It’s my business if I decide to give away a novel I’ve spent years writing, quite another if some n’er-do-well cuts and pastes it and charges $5 for the download, but for all of that it concerns me less nowadays, and there’s nothing I can do about it anyway. I hasten to add “Between the Tides” is not an “Adult” novel. It’s a contemporary literary romance, so anyone paying their $5 and expecting pornographic rumpy pumpy are going to be disappointed.
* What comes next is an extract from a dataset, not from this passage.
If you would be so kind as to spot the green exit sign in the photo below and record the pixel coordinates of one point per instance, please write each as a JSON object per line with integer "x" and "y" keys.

Technology opens up all manner of possibilities, not all of them for the better. The Internet enables many, like me, a means of self expression, changing the definition of what publishing actually is, and I count this on the plus side. But on the other there’s a million new ways of exploiting the innocent, of scamming them, hurting them, even enabling new forms of global warfare with whole nations trying to shut down each other’s essential infrastructures, like electricity or air-traffic control. And its effect on global politics is only just becoming apparent, sophisticated algorithms undermining the democratic process and swaying election results in favour of the plutocratic moneyed minority.

I’ve always been a progressive when it comes to technology, but some of the visionaries driving it now are clearly nuts, also unfortunately incredibly rich and powerful. Technology changes lives, brings about revolutions in the way we live and work. These revolutions used to take centuries to come about, then it was decades, now it’s down to a few years. The pace of change is accelerating, and some visionaries, real live CEOs of Silicon Valley companies, extrapolate a future where the time for change is compressed to zero. They call it the Singularity, and it’s at this point everything happens at once.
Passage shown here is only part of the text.